Puerto Rico Approves GO Bond With Possible New York Oversight
Puerto Rico Gov. Alejandro García Padilla signed a bill Tuesday authorizing the sale of as much as $3.5 billion in general obligation bonds and allowing New York court oversight over disputes over the bonds.
"The bill authorizes the [Puerto Rico] Secretary of the Treasury to consent to New York as choice of law and jurisdiction with respect to the bonds," said Treasury Secretary Melba Acosta Febo and Puerto Rico Government Development Bank chairman David Chafey.
Some investors believe that in the case of a default on the bond a New York state court might give a more bond-holder friendly ruling than a Puerto Rico court would.
"We plan to use the offering proceeds principally to repay outstanding lines of credit with the GDB, strengthen the GDB's liquidity, and refinance other outstanding debt," Acosta Febo and Chafey said.
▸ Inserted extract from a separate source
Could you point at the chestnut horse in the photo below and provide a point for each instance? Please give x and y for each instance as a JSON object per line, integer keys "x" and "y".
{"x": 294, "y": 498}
Some of the outstanding debt is about to expire, according to the governor's office.
"This proposed bond issuance will support Puerto Rico's ongoing and aggressive actions to continue strengthening its fiscal position and will provide additional flexibility as the island continues its progress on economic development and job creation initiatives."
In February Puerto Rico officials said the bond sale would be roughly $2.8 billion and possibly more than $3 billion.
Barclays will be the senior manager on the planned bond sale. Morgan Stanley and RBC Capital Markets will be joint lead managers along with Barclays.
Moody's Investors Service has said Puerto Rico has a tentative plan to sell the bond on Tuesday, March 11.